CURLE_SSL_CONNECT_ERROR (35)

A problem occurred somewhere in the SSL/TLS handshake. You really want the error buffer and read the message there as it pinpoints the problem slightly more. Could be certificates (file formats, paths, permissions), passwords, and others.

So try a manual use of curl with the -v option. Looks like your server has a deprecated configuration.


#12

Hi,

Have you tried to update all server softwares from your system repo?

Also, please try to use curl -vvvv -I -L https://acme-v01.api.letsencrypt.org/directory and share us the full outputs in an online text bin service link (such as Pastebin.com)

Thank you


#13

Yes, we have updated everything.

curl -vvvv -I -L https://acme-v01.api.letsencrypt.org/directory

  • Trying 104.122.249.164…
  • TCP_NODELAY set
  • Connected to acme-v01.api.letsencrypt.org (104.122.249.164) port 443 (#0)
  • Initializing NSS with certpath: sql:/etc/pki/nssdb
  • CAfile: none
    CApath: none
  • loaded libnssckbi.so
  • NSS error -5961 (PR_CONNECT_RESET_ERROR)
  • TCP connection reset by peer
  • Closing connection 0
    curl: (35) TCP connection reset by peer

#14

Tried using openssl, with command “openssl s_client -connect acme-v01.api.letsencrypt.org:443” and received “write:errno=104”. Other server, which works (sometimes) didn’t receive it.


#15

If you have this 35 error, your settings are looking broken.

Try to load the Ssllabs - client test

https://www.ssllabs.com/ssltest/viewMyClient.html

via your curl and save the output.

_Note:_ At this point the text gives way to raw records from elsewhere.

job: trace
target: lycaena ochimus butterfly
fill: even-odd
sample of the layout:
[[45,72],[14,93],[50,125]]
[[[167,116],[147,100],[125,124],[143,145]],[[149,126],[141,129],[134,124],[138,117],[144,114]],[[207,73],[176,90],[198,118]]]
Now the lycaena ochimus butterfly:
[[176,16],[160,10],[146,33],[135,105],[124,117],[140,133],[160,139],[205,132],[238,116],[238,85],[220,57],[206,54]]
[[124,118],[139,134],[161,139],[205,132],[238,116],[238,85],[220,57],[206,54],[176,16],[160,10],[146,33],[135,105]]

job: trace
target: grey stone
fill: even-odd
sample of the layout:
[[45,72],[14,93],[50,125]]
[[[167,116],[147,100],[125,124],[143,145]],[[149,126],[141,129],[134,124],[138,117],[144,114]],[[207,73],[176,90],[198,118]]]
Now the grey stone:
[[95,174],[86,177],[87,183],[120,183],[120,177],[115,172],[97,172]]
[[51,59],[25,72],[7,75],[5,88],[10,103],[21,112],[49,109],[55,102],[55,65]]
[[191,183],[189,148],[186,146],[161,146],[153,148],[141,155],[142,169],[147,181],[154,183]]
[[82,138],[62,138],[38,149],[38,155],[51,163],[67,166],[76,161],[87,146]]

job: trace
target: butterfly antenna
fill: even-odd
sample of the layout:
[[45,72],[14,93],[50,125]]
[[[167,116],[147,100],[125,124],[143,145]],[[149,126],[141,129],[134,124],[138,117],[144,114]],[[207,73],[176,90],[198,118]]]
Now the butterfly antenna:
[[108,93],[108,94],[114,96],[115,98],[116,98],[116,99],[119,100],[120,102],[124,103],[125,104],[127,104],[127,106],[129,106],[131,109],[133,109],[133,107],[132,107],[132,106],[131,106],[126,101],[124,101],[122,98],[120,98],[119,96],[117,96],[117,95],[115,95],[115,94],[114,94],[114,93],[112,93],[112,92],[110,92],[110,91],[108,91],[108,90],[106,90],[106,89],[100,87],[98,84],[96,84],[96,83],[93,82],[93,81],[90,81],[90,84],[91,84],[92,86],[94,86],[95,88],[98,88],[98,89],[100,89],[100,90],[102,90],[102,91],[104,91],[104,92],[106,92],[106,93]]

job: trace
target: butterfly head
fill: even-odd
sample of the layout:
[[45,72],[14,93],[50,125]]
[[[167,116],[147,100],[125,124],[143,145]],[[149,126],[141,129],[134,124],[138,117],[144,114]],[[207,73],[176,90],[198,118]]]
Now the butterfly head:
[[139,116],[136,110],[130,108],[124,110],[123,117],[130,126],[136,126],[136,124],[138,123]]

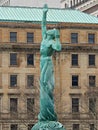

There may be informations about your protocol and your cipher suite.


#16

If I understood you correctly, I ran “curl https://www.ssllabs.com/ssltest/viewMyClient.html” from the command line. I then ran the same command on another CWP-server, which has AutoSSL working. I saved both results in .html-file and compared them, and they were identical.

I also tested “curl --insecure https://acme-v01.api.letsencrypt.org/directory”, still getting

  • NSS error -5961 (PR_CONNECT_RESET_ERROR)
  • TCP connection reset by peer
  • Closing connection 0
    curl: (35) TCP connection reset by peer

#17

Try either of these in /etc/hosts:

104.107.50.145     acme-v01.api.letsencrypt.org

or

104.99.241.117     acme-v01.api.letsencrypt.org

(not a reliable solution, but can pin the cause down/can be a workaround for 1 day)


#18

Thank you!

The first one connected succesfully with curl, and AutoSSL started to work as well.

Any idea how to fix the issue in the long run? Both servers tried to connect to the same IP address with curl (104.122.249.164).


#19

I don’t, sorry. More or less every month there is a user or two who have problems with the specific Akamai servers that are closest to them, for whom that workaround helps.

However, in the years that this has been happening, I’ve never seen anybody been able to pin it down and debugging on both ends has been fruitless.

If it affects your entire network, perhaps you can get your NOC look into it. If it only affects a single server, then I have no idea.


#20

There were problems on multiple servers at one point, but all the others started to work on their own. For now it’s only been a single server with this issue (that we know of).